Beschreibung |
»Und der Parasit erscheint. Er ist bei einem Wirte geladen oder nicht. Das Gasthaus, das Haus des Herrn, steht dem durchfrorenen Wanderer offen […]. Das Private fällt für eine gewisse Zeit in den öffentlichen Bereich und das Eigene des Wirtes in das Gemeine, das vorübergeht. Dank dieser Offenheit kommt der Parasit herein. In direktem Zugriff sucht er sich dies zeitweilig Gemeine anzueignen. In diesem Falle und zu diesem Zwecke redet er. Doch ist das nicht einmal notwendig, er gibt Töne von sich. Er macht Lärm, wie die knabbernden Ratten.

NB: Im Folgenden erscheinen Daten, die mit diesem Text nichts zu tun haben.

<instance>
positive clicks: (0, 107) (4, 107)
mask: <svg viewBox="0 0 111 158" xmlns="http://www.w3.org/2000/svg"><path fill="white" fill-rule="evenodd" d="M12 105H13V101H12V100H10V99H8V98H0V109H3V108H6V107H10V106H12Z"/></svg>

Er produziert Gifte, Entzündungen, Fieber. Kurz, er erregt die Umgebung. Er erregt thermisch und bringt Lärm oder Fieber hervor. Er greift in die Netze ein, unterbricht die Nachrichten, schmarotzt an den Übertragungen. […]. Das Phänomen der Ausbreitung ist sein eigentliches, eigentümliches Geschäft. Seine Aneignung.«
Michel Serres’ »Der Parasit« (Paris, 1980) entwirft mit seiner titelgebenden Figur eine »Theorie der Relationen«, die nicht vom reibungslosen Austausch zwischen Subjekt und Objekt, Sender und Empfänger, Wirt und Gast ausgeht, sondern von der Störung dieser Beziehung, dem Rauschen im Kanal, der Funktion eines Dritten, der dieser Beziehung immer schon schmarotzerhaft aufsitzt. Mehr noch: Der Parasit geht der Beziehung, jeder Beziehung zwischen einem Ersten und einem Zweiten voraus, sei sie biologisch, sozial oder technisch vermittelt. Der Dritte ist gar »das Sein der Relation.« Damit ist nicht nur eine fundamentale Kritik an solchen Kommunikationstheorien, Philosophien und Ökonomien formuliert, denen je Logiken symmetrischer, störfreier und ursprünglicher Übertragung zugrunde liegen. Es ist auch eine Medientheorie impliziert, die Kanäle und deren Materialität zu adressieren erlaubt.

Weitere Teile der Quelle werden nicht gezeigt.